Um projeto conduzido pela professora Sandra Avila, do Instituto de Computação (IC) da Unicamp, está desenvolvendo um modelo de inteligência artificial (IA) capaz de identificar o câncer de pele em pessoas negras. A iniciativa pretende combater o viés racial na dermatologia, onde a maioria das bases de dados e algoritmos ainda se baseia em imagens de peles brancas.
Em parceria com o Living Lab da SAS Brasil, a pesquisa visa criar um banco de dados dermatológico representativo da diversidade brasileira, algo inédito no país. As informações serão coletadas em unidades móveis e centros fixos da SAS Brasil, que atuam em comunidades vulneráveis no Ceará e em Goiás.
Segundo Sandra, a falta de imagens de peles negras compromete o aprendizado dos algoritmos e pode gerar diagnósticos equivocados: “Se o erro humano é ensinado à máquina, o problema se multiplica”, explica. O projeto busca suprir essa lacuna e garantir que a IA reconheça padrões de lesões específicas em tons de pele mais escuros.

Tecnologia e equidade na saúde
O sistema em desenvolvimento utiliza redes neurais para classificar lesões cutâneas como benignas ou malignas, com base em fotos captadas por celulares e dermatoscópios, aparelhos que registram a pele de forma ampliada e detalhada. A expectativa é que, futuramente, o software possa ser utilizado de forma simples e acessível por profissionais de saúde em todo o país.

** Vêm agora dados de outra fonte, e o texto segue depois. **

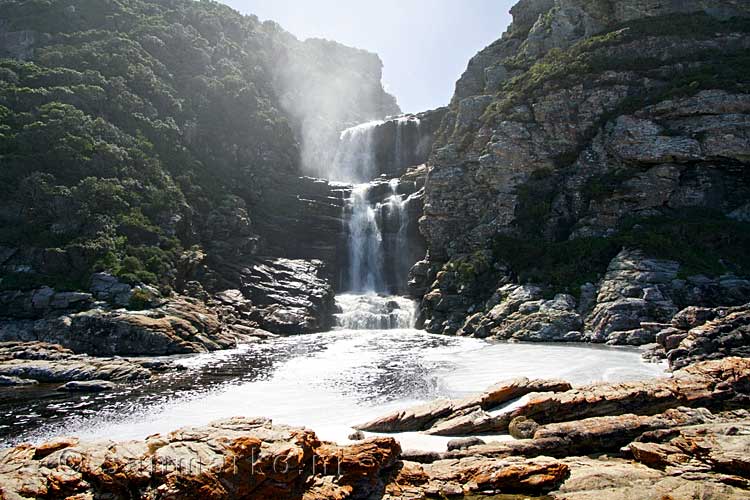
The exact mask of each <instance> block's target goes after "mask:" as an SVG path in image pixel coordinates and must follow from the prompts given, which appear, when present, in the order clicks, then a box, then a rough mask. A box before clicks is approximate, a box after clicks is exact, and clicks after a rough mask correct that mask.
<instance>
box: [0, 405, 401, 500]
mask: <svg viewBox="0 0 750 500" xmlns="http://www.w3.org/2000/svg"><path fill="white" fill-rule="evenodd" d="M400 452H401V449H400V447H399V445H398V443H397V442H396V441H395V440H393V439H390V438H375V439H369V440H366V441H362V442H361V443H357V444H354V445H351V446H345V447H340V446H336V445H333V444H326V443H322V442H321V441H320V440H318V439H317V437H316V436H315V434H314V433H313V432H312V431H310V430H306V429H300V428H293V427H286V426H274V425H272V423H271V422H270V421H269V420H267V419H248V418H233V419H228V420H222V421H219V422H214V423H212V424H210V425H208V426H206V427H198V428H184V429H179V430H177V431H174V432H171V433H169V434H163V435H154V436H150V437H149V438H147V439H146V440H145V441H128V442H120V443H114V442H100V443H87V442H79V440H78V439H75V438H57V439H55V440H53V441H50V442H47V443H43V444H41V445H39V446H32V445H30V444H24V445H20V446H17V447H15V448H10V449H6V450H0V498H7V499H20V498H67V497H71V498H113V499H129V498H134V497H135V498H196V499H197V498H214V499H221V498H226V499H229V498H258V499H265V498H274V499H280V500H283V499H301V498H303V496H304V498H310V499H313V498H319V499H324V498H341V499H343V498H348V497H349V496H350V493H351V492H352V488H353V487H354V488H355V489H356V491H357V494H358V495H361V497H363V498H367V497H369V495H371V494H373V493H374V492H375V491H376V489H377V487H378V484H379V483H380V481H381V473H382V471H384V470H386V469H389V468H392V467H393V466H394V465H395V464H396V461H397V459H398V456H399V454H400Z"/></svg>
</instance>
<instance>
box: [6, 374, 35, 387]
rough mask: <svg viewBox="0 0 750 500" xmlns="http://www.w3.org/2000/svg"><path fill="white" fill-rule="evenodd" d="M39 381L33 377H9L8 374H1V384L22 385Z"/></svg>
mask: <svg viewBox="0 0 750 500" xmlns="http://www.w3.org/2000/svg"><path fill="white" fill-rule="evenodd" d="M37 383H38V382H37V381H36V380H33V379H28V378H20V377H9V376H7V375H0V386H21V385H34V384H37Z"/></svg>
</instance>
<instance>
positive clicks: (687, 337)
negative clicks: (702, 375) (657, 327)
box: [652, 305, 750, 369]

De acordo com Gabriela Sá, Head de Pesquisa do Living Lab, a integração entre IA e telessaúde pode ampliar o acesso a diagnósticos precoces, especialmente em regiões com escassez de dermatologistas. “A tecnologia pode reduzir o tempo para diagnóstico e tornar o atendimento mais equitativo”, afirma.
A pesquisa, iniciada em 2020, recebeu prêmios do Google e da L’Oréal Brasil, além de apoio da Fapesp e do CNPq. A coleta de dados ocorrerá entre 2025 e 2027, com previsão de resultados até 2028.
Combate ao viés racial na dermatologia
O câncer de pele representa cerca de 30% dos tumores malignos no Brasil, segundo o Inca. Embora mais frequente em pessoas brancas, também afeta pessoas negras, geralmente em regiões menos expostas ao sol, como mãos, pés e unhas. No entanto, a falta de representatividade nos estudos faz com que muitos casos não sejam reconhecidos a tempo.
“Há uma lacuna na formação médica sobre a pele negra, que possui características próprias e exige protocolos específicos”, explica a dermatologista Camila Rosa, colaboradora do projeto.
Mais do que treinar máquinas, Sandra destaca que o projeto educa profissionais e conscientiza a população sobre a importância da observação da própria pele: “Queremos transformar a pesquisa em ação prática, levando o conhecimento científico para quem mais precisa”, conclui.